In other words, in a thousand cuts SB 39 and 40 make it easier for private entities to force the sale of your public lands, where you hunt, trap and access fishing locations, where you’ve invested your hunting, fishing and trapping license dollars in managing that land for fish and game habitat, where you’ve paid for payments in lieu of taxes to local governments through your license dollars, and where its very existence guarantees that you, your fellow hunters, anglers and trappers, and the future hunters, anglers and trappers of Michigan, will have a place to hunt, fish and trap.

It should be harder for the state to sell your public hunting land, not easier. It should be harder for the state to convert your public hunting land into a parking lot, subdivision, strip mall, golf course or potato farm, not easier. And whenever those decisions are made, they should be made in accordance with a public land management strategic plan, developed with public input from hunting, fishing, outdoor recreation, conservation, environmental, timber, energy development, and local government stakeholders, like the one that’s been sitting on the shelf for eighteen months, not legislatively mandated by one or two politicians who didn’t get absolutely everything they wanted in that plan. No one got everything they wanted in that plan, because it was the consensus of multiple different interests negotiating and compromising to reach a solution that did the most good and the least harm for the most people.
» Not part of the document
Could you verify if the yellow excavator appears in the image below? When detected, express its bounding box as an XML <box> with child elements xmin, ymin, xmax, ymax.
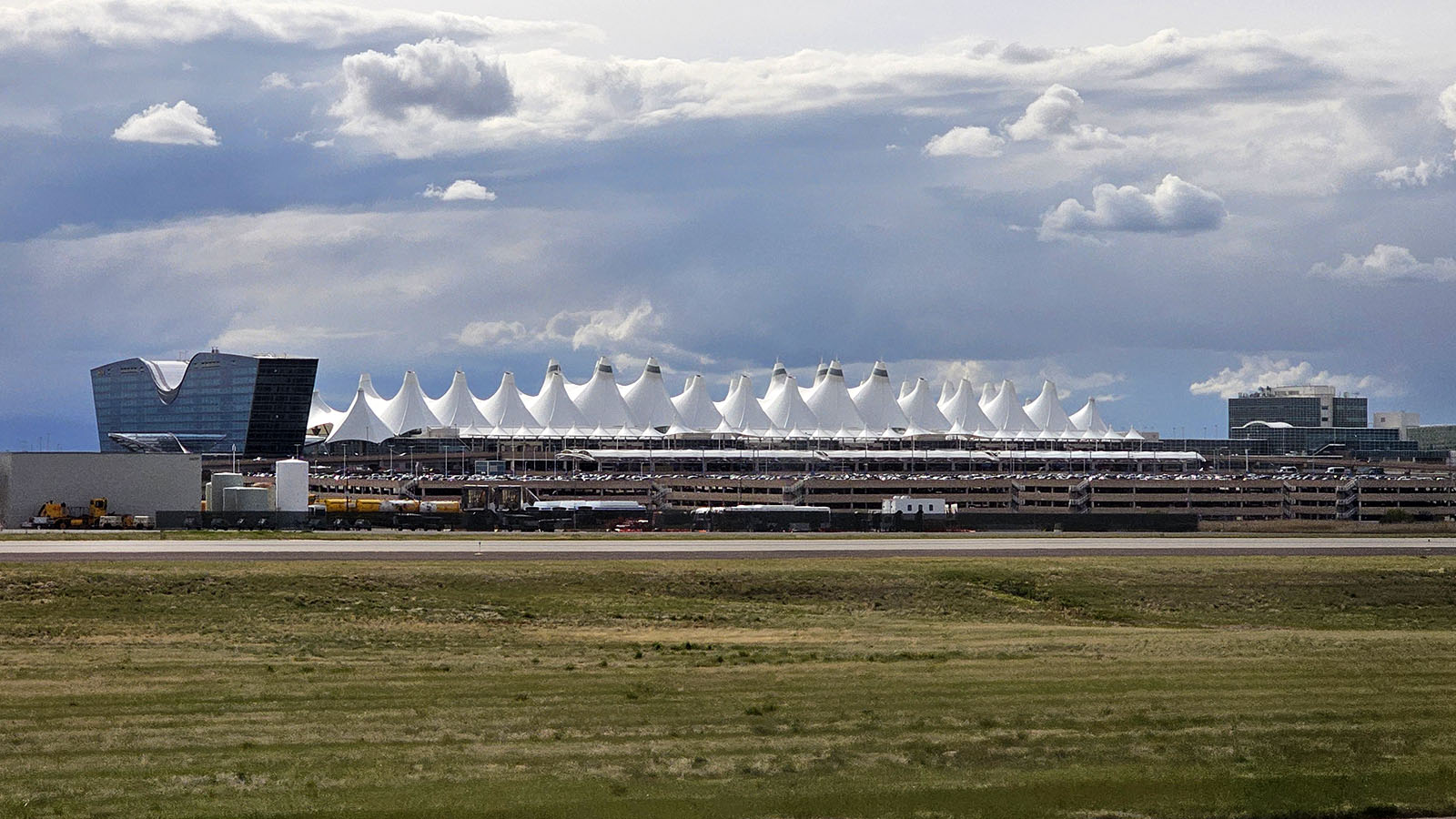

This legislation simply takes the pet interests of a couple of politicians, elevates them above all other interests in public land, and forces them on the people of Michigan who own that land regardless of the consequences.

The politicians who introduced this bill package have said that it’s a work in progress, that it’s not a final bill, and that they welcome stakeholder input. Except that… the bill has been introduced. It’s not a draft bill. They didn’t invite stakeholders to a meeting and say, “this is what we’re considering.” They dropped the bill, then started inviting groups to the table to sell them on it. And we were willing to keep our analysis internal until we had a chance to communicate our concerns with the bill sponsors.

But we won’t stay quiet when we’re attacked on the Senate floor just because we support keeping public hunting lands in public hands. As I wrote earlier, the column in Michigan OutofDoors Magazine was not about this bill package or Senator Casperson specifically. But Senator Casperson decided to make it about him and his bill package. This has nothing to do with any individual politician, but the public land policy at the heart of it is something that needs to be addressed. And they said they wanted stakeholder input, so here it is:

We’ve had enough of this piece-by-piece attack on public land ownership and management. Enough micro-managing by narrow special interests at the expense of every hunter, angler, trapper and outdoor recreation tourist in Michigan. Enough holding public land – and the legislature – hostage to the whims of the squeakiest wheel.

When Governor Snyder signed the Land Cap Bill, he didn’t write that he’d call upon the legislature to lift the cap, reinstate it every five years, and tack on a lot of junk that wasn’t in the plan to make it easier to privatize public land and ruin public hunting lands. He said he’d call upon the legislature to adopt the plan and remove the cap. And that’s what it needs to do.

We’ve worked too hard protecting our rights to hunt over the past few years to surrender our places to hunt. And we hold those attacking either in the same regard. It’s time for a proactive solution that addresses the legitimate issues with public land management without all the extraneous junk contained in SB 39, SB 40 and SB 206. It’s time to ensure that public hunting land stays public and open for hunting. And it starts with approving and implementing the public land plan and lifting the land cap.